Seit etwa einem Jahr befasst sich Aria Farajnezhad mit der Politik der Über-/Nicht- und Unterrepräsentation in Konstruktionen des öffentlichen Raums. Er hat zu gemeinschaftlichen Situationen eingeladen, die das rassistische Mosaik-Wandbild im Bremer Hauptbahnhof infrage stellen und ein Überschreiben durch neue Bilder ermöglichen, welche nicht-hierarchische, die ganze Welt meinende Ansichten über den Begriff der Menschlichkeit teilen.

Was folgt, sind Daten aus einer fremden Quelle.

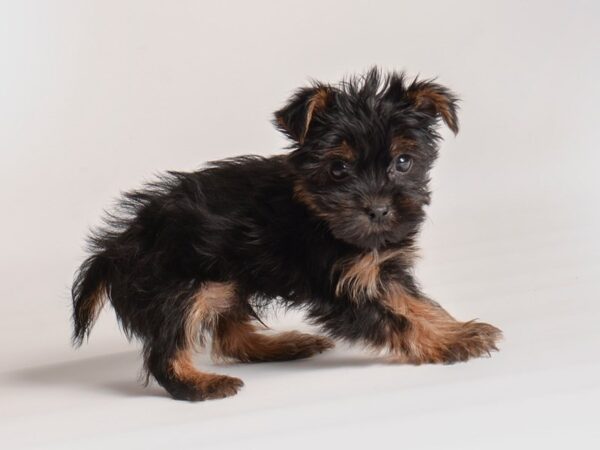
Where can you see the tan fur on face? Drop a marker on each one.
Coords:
(344, 152)
(317, 103)
(359, 277)
(426, 96)
(402, 145)
(209, 302)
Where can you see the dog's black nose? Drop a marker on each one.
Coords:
(378, 213)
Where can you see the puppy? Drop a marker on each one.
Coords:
(329, 227)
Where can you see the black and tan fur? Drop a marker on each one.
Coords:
(329, 227)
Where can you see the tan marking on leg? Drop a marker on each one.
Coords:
(238, 339)
(433, 335)
(211, 300)
(205, 385)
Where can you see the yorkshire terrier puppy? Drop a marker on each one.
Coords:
(329, 227)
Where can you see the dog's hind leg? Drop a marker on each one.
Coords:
(236, 337)
(168, 356)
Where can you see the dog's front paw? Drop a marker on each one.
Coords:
(470, 340)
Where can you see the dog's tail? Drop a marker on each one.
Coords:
(89, 293)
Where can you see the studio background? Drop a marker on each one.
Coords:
(98, 96)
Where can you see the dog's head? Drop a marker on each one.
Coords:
(363, 150)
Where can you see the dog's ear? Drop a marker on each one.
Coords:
(435, 100)
(294, 119)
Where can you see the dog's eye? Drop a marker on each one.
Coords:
(338, 169)
(403, 163)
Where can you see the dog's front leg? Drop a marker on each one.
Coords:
(411, 327)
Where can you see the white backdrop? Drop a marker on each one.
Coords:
(97, 96)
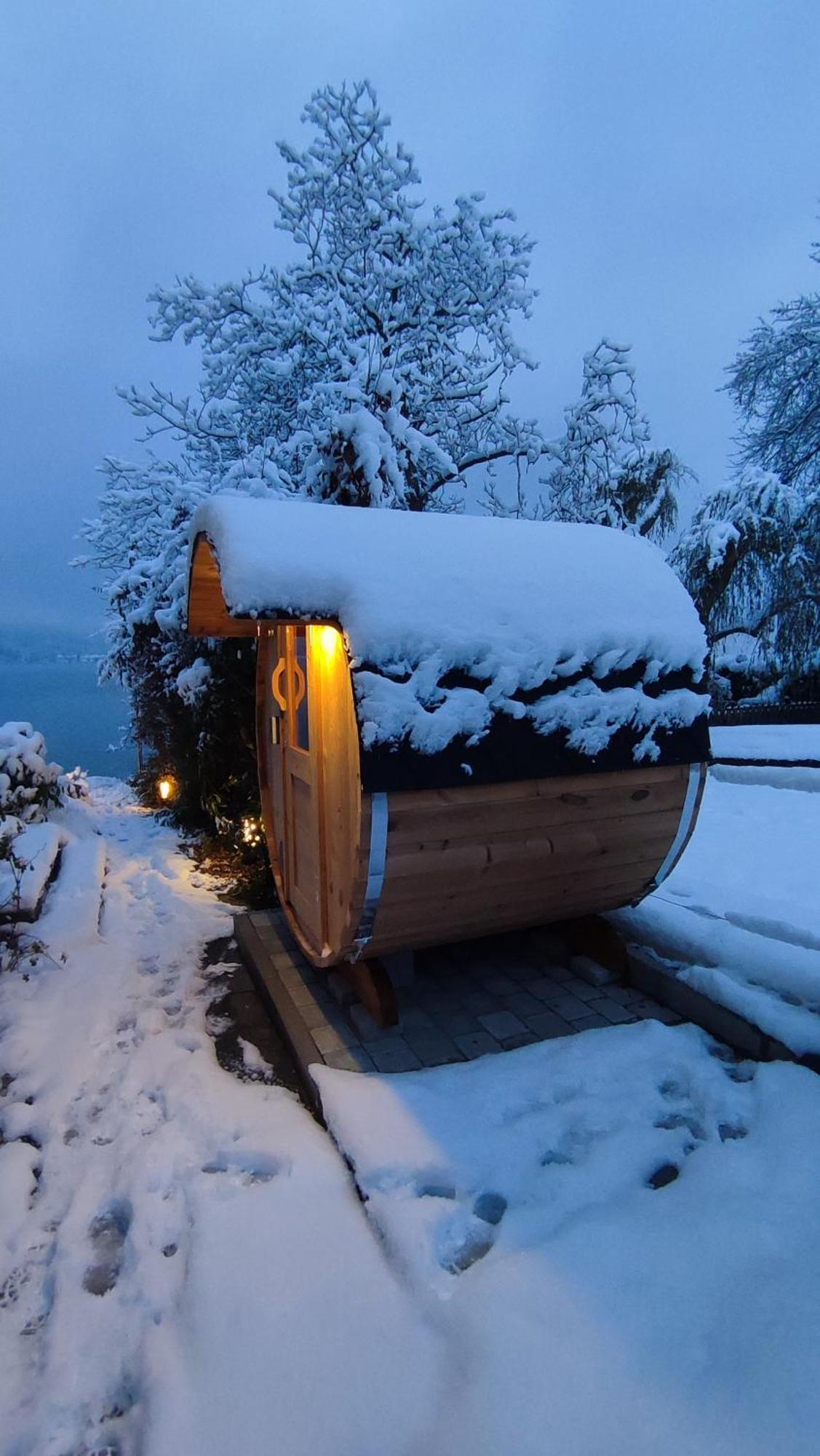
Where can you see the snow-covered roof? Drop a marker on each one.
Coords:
(457, 621)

A Rehearsal To Scuttle A Monument ist der nächste Versuch, diese Bemühungen fortzusetzen. In zwei ersten Workshops, die Farajnezhad im Mai 2023 abhielt, beschäftigten sich die Teilnehmer*Innen gemeinsam mit dem Überschreiben/Zeichnen/Falten/Umgestalten des Schiffes, das im Mosaik prominent vertreten ist. Auf diese Weise wurde in das Bild eingegriffen, um den Kontext sichtbar zu machen, der sonst ausgelöscht wird und sich der Amnesie und mehr noch der Fortschreibung der kolonialen Rollenzuweisung (minderwertig/überlegen) zu widersetzen, von der Bremen durch den Tabak-, Baumwoll- und Kaffeehandel profitiert hat und die bis heute ihren Nachhall findet (> mehr zum Projekt). Anschließend begann Farajnezhad in Zusammenarbeit mit Eghbal Joudi diese erste Intervention auf Papier in Keramik zu übertragen, dem ursprünglichen Material des Wandbildes.

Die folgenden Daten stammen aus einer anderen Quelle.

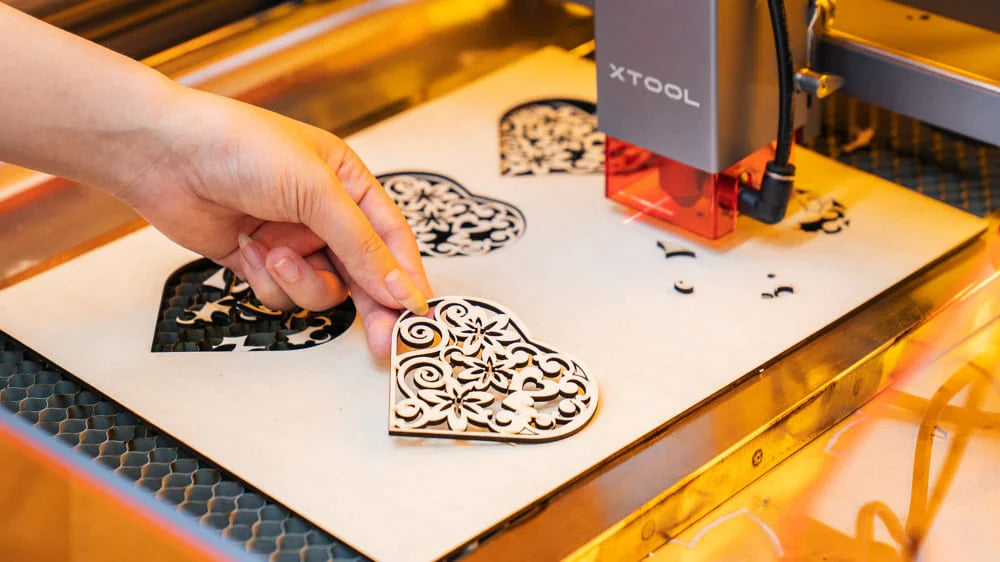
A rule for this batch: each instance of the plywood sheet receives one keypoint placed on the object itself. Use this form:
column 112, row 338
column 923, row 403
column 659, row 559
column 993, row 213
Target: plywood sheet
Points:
column 309, row 426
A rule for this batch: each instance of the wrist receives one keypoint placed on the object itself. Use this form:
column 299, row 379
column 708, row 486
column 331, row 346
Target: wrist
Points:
column 155, row 139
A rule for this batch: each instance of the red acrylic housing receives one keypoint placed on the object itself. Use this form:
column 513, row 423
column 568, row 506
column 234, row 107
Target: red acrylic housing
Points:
column 697, row 201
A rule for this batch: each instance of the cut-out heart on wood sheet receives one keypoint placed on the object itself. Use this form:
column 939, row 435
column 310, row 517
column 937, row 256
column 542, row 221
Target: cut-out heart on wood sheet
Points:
column 205, row 307
column 448, row 220
column 551, row 136
column 470, row 370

Im Rahmen von A Rehearsal To Scuttle A Monument wollen wir nun diese rekonfigurierten Mosaike gemeinsam zum Hauptbahnhof bringen, Gespräche darüber führen, wie man der monohumanistischen* Sichtweise, die in den Bildern des öffentlichen Raums eingebettet ist, entgegenwirken kann, und sie dem Wandbild im Hauptbahnhof gegenüberstellen.
Der Workshop bietet den Raum, Snacks und Aufnahmegeräte, um sich zu treffen, kennenzulernen und gemeinsam zum Hauptbahnhof zu gehen, während wir die Keramiken tragen. In Zweiergruppen wollen wir die Textfragmente auf den Keramiken zum Anlass nehmen, um zu diskutieren. Die Teilnehmer*innen werden gebeten, ihre Gespräche aufzuzeichnen, die später online verfügbar gemacht werden (in gekürzter Form und nur mit ihrer vorherigen Zustimmung), um Teil eines allmählich entstehenden mündlichen Archivs dieser Gespräche zu werden.
Die Teilnehmer*innenzahl ist auf 18 Personen begrenzt, daher bitten wir Sie, uns Ihr Interesse per E-Mail an office@gak-bremen.de mitzuteilen.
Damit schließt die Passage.